Brian Ingram and I have climbed a bit together, but never roped up at the Gunks as partners. He was set on finishing Carbs and Caffeine this year, having been on it once before. He’s an encouraging, psych filled kind of partner. We decided to head up this weekend nearly a month ago, just to get work and finish Carbs and Caffeine.

Brian totaled his car the night before but was uninjured, so I agreed to pick him up from west Philly. It was a true shit show getting through the city, but it did happen and we got up to the gunks around 10PM. I rolled my bag out in the car and did my best to stay warm. Saturday morning I got coffee at the Deli then we made our way to the stairmaster. I hit the uber pooper and carried on to our warm up project. Bonnies roof was occupied so I lead Ant’s Line. Brian cleaned it, then we moved on to the goal for the day. It wasn’t even 11 by the time Brian was done leading the first pitch. I brought a second rope up along with some comfort items for Brian. The route was in the sun and for temps calling for a high of 49, it’s a good thing too. I racked up and took off on pitch 2. I clipped a fixed purple c4, plugged another cam before getting to the first bolt. The first bolt is easy enough to clip. There is a large chalked side pull looking thing, but I found going big past that to a crimp above the next chalky feature was where it’s at. There’s another crimp out left and the second bolt can be clipped mid sequence. There’s a nice stance at the end of the crux section, I fished in a Blue alien above my head in a hidden horizontal. There is some delicate climbing on positive edges out right then up to a #2 placement. Climbing is mellow until the last roof system. I was able to get the yellow link cam in around here. Once into the “crab walk” I put in a poorly placed #1, I tried keeping my shit together as I got closer to the anchor but the moves were not obvious and I was too pumped to muscle through. I tried swinging my legs out right, back left. one more try to find a foot somewhere, I shifted my weight back left and yelled take. I was pumped to hell and terrified my tipped out #1 would pop at any second. After a long rest I moved back up and put in another cam (the thinner crack here takes red C3, or equivalent) but had real trouble clipping it (I think I was getting shorted a few times while dicking around). I endured then took another hang. I pawed and fought my way around the corner to the anchor. Blood on my fingers and palms, I lowered to the ground on the 70.

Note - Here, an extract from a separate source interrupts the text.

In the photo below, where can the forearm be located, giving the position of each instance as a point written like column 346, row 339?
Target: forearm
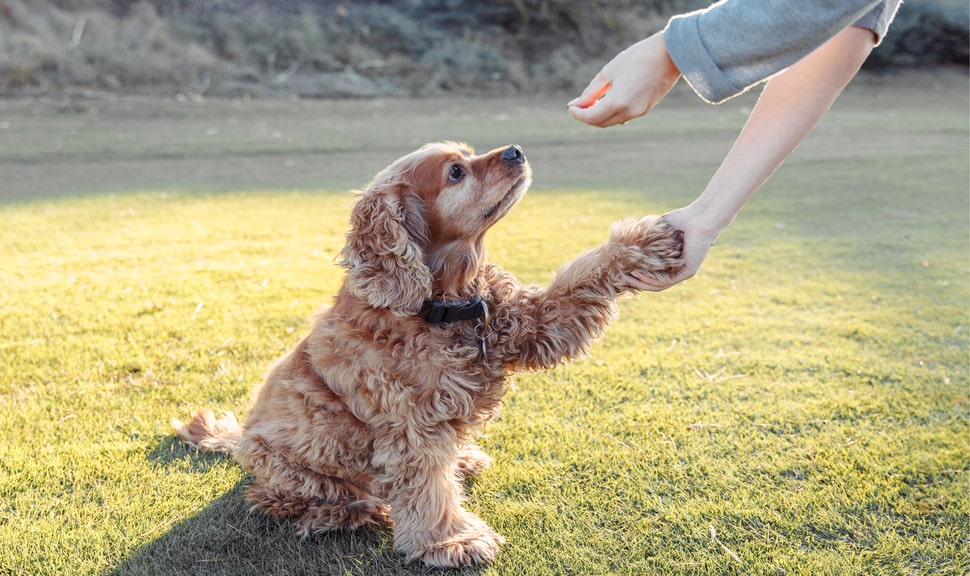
column 725, row 49
column 791, row 105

Brian wrapped to the ground on the second rope, we recouped and he headed back up to the chains. I put him on belay on the lead line and he went up. He muffed the crux and had some work to do to get back on the wall. While doing some pendulums he knocked a broad loaf sized flake off the wall. The feature wasn’t on the route and now is no longer on the wall. The rock crashed to the ground missing 2 climbers coming off Yellow Wall by about 5 paces. The gunks could be dangerous just walking on the trail. By the time Brian got off C&C he lost his enthusiasm for the route.

Now in early afternoon we decided to play on the Sting instead. Brian went up Lisa, with some difficulty. I didn’t quite realize how reachy the climb can be. I followed Lisa, and set a directional in for the Sting. I gave it a good go. Getting the bottom dyno after about 6 tries and for the first time ever, I was able to get the top move (after another 6 or so tries). Brian battled his way up the Sting. I was cold and we were ready to make our way home by 3:30 or so. We stopped in Rock and Snow, checked out the new cams on the market and returned to Philly.